Counting Children with CTEs

Have you ever wanted to get a running total of all of the descendants of each tree node? This sort of thing is useful, especially if you don’t want to pull back an entire object graph just to compute the count of a child collection.

IF OBJECT_ID('tempdb..#categories') IS NOT NULL
  DROP TABLE #categories;
  
IF OBJECT_ID('tempdb..#product_categories') IS NOT NULL
  DROP TABLE #product_categories;

CREATE TABLE #categories (CategoryId INT, ParentCategoryId INT);
CREATE TABLE #product_categories (CategoryId INT, ProductId INT);

INSERT INTO #categories VALUES (1, NULL);
INSERT INTO #categories VALUES (2, 1);
INSERT INTO #categories VALUES (3, 1);
INSERT INTO #categories VALUES (4, 2);
INSERT INTO #categories VALUES (5, 3);
INSERT INTO #categories VALUES (6, 2);

INSERT INTO #product_categories VALUES (1, 1);
INSERT INTO #product_categories VALUES (2, 15);
INSERT INTO #product_categories VALUES (2, 18);
INSERT INTO #product_categories VALUES (3, 12);
INSERT INTO #product_categories VALUES (6, 34);
INSERT INTO #product_categories VALUES (4, 35);
INSERT INTO #product_categories VALUES (5, 99);
INSERT INTO #product_categories VALUES (3, 43);
INSERT INTO #product_categories VALUES (6, 54);
INSERT INTO #product_categories VALUES (3, 92);
INSERT INTO #product_categories VALUES (2, 77);
INSERT INTO #product_categories VALUES (5, 62);
INSERT INTO #product_categories VALUES (4, 42);
INSERT INTO #product_categories VALUES (1, 11);

;
WITH  cte(CategoryId, ParentCategoryId, c)
        AS (SELECT  c1.CategoryId,
                    c1.ParentCategoryId,
                    (SELECT COUNT(*)
                     FROM   (SELECT DISTINCT
                                    ProductId
                             FROM   #product_categories AS pc
                             WHERE  pc.CategoryId = c1.CategoryId
                            ) AS t1
                    ) AS c
            FROM    #categories AS c1
            UNION ALL
            SELECT  c2.CategoryId,
                    c2.ParentCategoryID,
                    d.c
            FROM    #categories c2
                    INNER JOIN cte d ON c2.CategoryId = d.ParentCategoryId
           )
  SELECT  cte.CategoryId,
          cte.ParentCategoryId,
          SUM(c) AS ProductCount
  FROM    cte
  GROUP BY cte.CategoryId,
          cte.ParentCategoryId;

So, how does mess work? Carefully.

The innermost select, t1, builds a virtual table that is nothing more than the product count under a single Category. There is a DISTINCT on here just to make sure that there are no duplicates from the #product_categories table. Theoretically this should be a group by, but this was a super fast hotfix that needed to go into production ASAP. Mistakes happen.

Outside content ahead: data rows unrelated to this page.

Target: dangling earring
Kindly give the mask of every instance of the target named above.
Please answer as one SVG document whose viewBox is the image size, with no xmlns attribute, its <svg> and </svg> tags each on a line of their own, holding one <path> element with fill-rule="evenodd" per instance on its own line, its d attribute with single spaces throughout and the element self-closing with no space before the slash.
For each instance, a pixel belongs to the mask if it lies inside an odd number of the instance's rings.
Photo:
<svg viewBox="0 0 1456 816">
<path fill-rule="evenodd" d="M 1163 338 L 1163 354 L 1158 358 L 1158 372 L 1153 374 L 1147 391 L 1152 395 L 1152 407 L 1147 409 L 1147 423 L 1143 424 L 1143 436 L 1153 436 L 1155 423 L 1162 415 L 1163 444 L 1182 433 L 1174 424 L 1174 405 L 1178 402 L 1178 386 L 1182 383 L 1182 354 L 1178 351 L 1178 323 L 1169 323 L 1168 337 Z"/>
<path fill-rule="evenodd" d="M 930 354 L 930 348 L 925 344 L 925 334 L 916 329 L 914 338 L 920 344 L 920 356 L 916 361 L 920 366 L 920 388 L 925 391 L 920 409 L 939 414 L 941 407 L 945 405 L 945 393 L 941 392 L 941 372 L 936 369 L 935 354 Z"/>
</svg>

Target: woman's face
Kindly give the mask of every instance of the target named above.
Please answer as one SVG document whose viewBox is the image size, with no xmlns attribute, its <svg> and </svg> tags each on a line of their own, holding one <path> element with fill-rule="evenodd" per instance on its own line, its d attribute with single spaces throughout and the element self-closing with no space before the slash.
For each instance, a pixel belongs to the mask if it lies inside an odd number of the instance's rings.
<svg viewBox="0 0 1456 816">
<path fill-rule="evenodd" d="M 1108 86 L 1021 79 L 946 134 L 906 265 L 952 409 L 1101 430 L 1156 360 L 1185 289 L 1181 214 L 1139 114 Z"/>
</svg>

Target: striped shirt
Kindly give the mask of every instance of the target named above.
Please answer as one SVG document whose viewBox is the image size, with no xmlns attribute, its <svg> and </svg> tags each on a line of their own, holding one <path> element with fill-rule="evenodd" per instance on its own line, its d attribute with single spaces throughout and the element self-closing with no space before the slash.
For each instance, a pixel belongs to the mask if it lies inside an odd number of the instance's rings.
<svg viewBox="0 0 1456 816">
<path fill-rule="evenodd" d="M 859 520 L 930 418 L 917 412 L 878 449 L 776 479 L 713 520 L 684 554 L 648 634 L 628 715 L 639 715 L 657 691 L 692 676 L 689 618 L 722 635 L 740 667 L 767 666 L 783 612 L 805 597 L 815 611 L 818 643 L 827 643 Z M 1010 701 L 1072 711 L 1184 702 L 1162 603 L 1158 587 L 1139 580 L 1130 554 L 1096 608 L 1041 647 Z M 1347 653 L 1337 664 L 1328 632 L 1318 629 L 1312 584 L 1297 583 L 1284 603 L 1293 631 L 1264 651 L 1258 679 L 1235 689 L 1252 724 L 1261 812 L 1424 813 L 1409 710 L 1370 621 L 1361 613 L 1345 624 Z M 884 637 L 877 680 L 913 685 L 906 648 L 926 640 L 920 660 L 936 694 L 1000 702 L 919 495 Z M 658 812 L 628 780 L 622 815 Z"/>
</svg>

Moving outwards we encounter a SELECT COUNT on t1. This is where we get the actual count of products under the current category. Pretty standard.

What’s interesting, to me at least, is that in the recursive portion of the CTE, we’re working our way UP the hierarchy, from the bottom. This makes sure that when we do a sum of c, grouped by category and parent category, we’ll have the proper count in our CTE results.

What’s the advantage of this approach? You don’t have nasty deeply nested sub-selects. You can use this to populate a ChildCount column in your table as a result of a trigger. This is also, usually, fast enough to run live or else to use as a materialized view.